After a few years of intermittent pain that felt like horrible indigestion/heartburn it suddenly got much worse. Off to the doctors, then hospital, where they eventually informed me it was a gallstone . . . that they were wary of going in for it due to it being so close to the liver.
Carted off to a bigger hospital, where they took a week to fit a stent. On the evening before I was due to be discharged I collapsed in the toilet, big panic situation followed by examination where they discovered that, when fitting the stent, they'd caught a blood vessel and I was bleeding internally.
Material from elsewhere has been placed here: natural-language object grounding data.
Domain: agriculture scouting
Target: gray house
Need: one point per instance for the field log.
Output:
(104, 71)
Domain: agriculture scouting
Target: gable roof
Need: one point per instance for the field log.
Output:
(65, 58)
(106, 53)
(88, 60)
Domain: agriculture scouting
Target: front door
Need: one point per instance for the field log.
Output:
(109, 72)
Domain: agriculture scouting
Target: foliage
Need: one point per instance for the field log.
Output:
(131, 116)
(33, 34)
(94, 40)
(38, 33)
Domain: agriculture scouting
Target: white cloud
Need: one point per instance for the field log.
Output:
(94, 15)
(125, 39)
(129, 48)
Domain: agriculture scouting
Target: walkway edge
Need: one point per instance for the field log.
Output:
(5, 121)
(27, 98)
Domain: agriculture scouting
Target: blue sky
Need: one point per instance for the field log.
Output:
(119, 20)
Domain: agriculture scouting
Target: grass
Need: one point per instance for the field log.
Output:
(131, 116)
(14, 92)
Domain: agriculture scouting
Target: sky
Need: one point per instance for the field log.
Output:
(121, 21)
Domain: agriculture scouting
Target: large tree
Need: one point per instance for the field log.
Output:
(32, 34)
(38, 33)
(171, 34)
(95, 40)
They put a clip on that and kept me in a further week for observation, filling me up with blood and antibiotics.
Eventually allowed home a few days later and all was well for a week, when I suddenly developed excruciating pain in the lower right abdomen. Doctors to Hospital again, scans done but they couldn't find the problem. Carted off back to the larger hospital (again) where they pumped me full of painkillers etc and decided to 'go in' for a look.
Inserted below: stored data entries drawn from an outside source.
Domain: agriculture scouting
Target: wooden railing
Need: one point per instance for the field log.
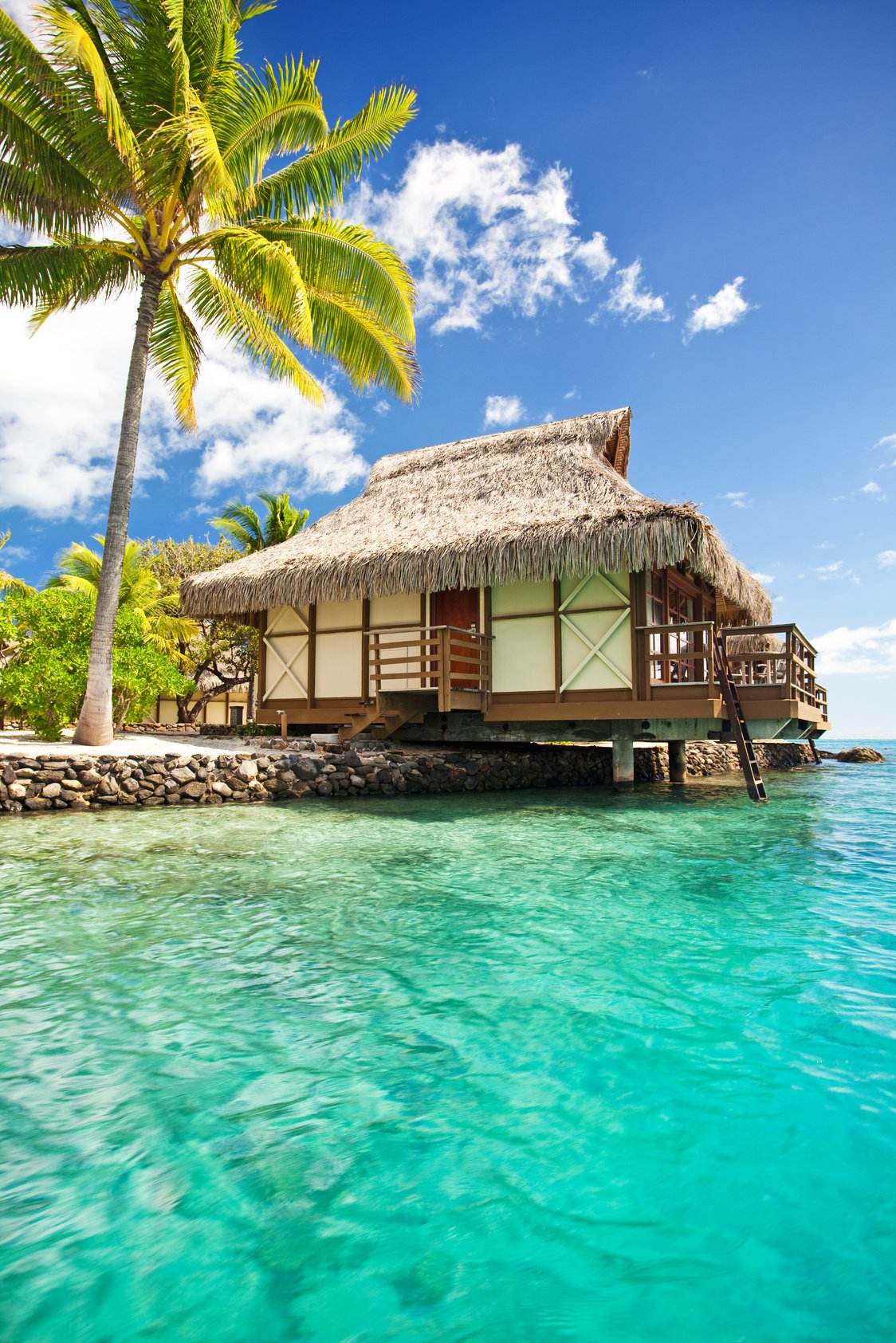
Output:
(790, 668)
(680, 654)
(439, 657)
I couldn't lay on the operating bed in the right position, the agony was intense. The surgeon decided something was very wrong and sent me for further scans, and they found my gallbladder had ruptured because the stent had moved, causing pressure build up.
So there I am in a hospital bed for another week, tubes putting painkiller and antibiotics in, tubes draining all the bad stuff out, and another stent fitted.
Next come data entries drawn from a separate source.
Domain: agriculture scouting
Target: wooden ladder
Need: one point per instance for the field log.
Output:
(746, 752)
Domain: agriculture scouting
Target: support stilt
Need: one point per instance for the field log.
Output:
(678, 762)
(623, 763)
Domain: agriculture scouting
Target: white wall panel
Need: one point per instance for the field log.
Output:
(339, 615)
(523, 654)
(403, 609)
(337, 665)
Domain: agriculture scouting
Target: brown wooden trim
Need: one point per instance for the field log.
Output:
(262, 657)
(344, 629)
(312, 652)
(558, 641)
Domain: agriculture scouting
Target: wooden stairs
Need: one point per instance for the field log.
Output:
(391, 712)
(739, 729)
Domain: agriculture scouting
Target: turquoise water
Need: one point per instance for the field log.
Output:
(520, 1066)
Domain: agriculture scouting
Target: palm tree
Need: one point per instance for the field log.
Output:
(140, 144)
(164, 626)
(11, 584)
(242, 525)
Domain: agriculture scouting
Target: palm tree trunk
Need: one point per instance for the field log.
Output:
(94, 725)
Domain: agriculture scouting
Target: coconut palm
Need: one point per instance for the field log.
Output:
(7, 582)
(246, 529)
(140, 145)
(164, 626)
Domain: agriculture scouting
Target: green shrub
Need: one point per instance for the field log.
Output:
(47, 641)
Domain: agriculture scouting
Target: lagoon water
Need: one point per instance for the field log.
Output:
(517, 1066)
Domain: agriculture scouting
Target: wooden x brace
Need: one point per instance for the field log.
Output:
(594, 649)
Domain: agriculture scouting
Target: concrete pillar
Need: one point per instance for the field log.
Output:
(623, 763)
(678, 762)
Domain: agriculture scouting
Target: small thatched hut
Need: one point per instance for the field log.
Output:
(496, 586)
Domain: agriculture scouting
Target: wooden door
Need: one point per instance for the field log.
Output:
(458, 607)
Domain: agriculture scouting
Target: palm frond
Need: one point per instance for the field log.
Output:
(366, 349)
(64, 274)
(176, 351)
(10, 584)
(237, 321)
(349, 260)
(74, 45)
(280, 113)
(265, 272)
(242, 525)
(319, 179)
Allowed home but still with drain tubes fitted and check ups by district nurse . . . exciting stuff. A week later called back in to have the drains removed and told would be contacted for the op to remove the gallbladder.
About 6 weeks later they called me in for the op, told me it could be open surgery due to the complications. I woke up later with more tubes running in & out and learnt it was 2 hours of keyhole surgery . . and yet another stent in there.
Thankfully all went well after that, apart from a 'wasted' trip to have the stent removed which, like the others, had decided to bugger off to places unknown without their help.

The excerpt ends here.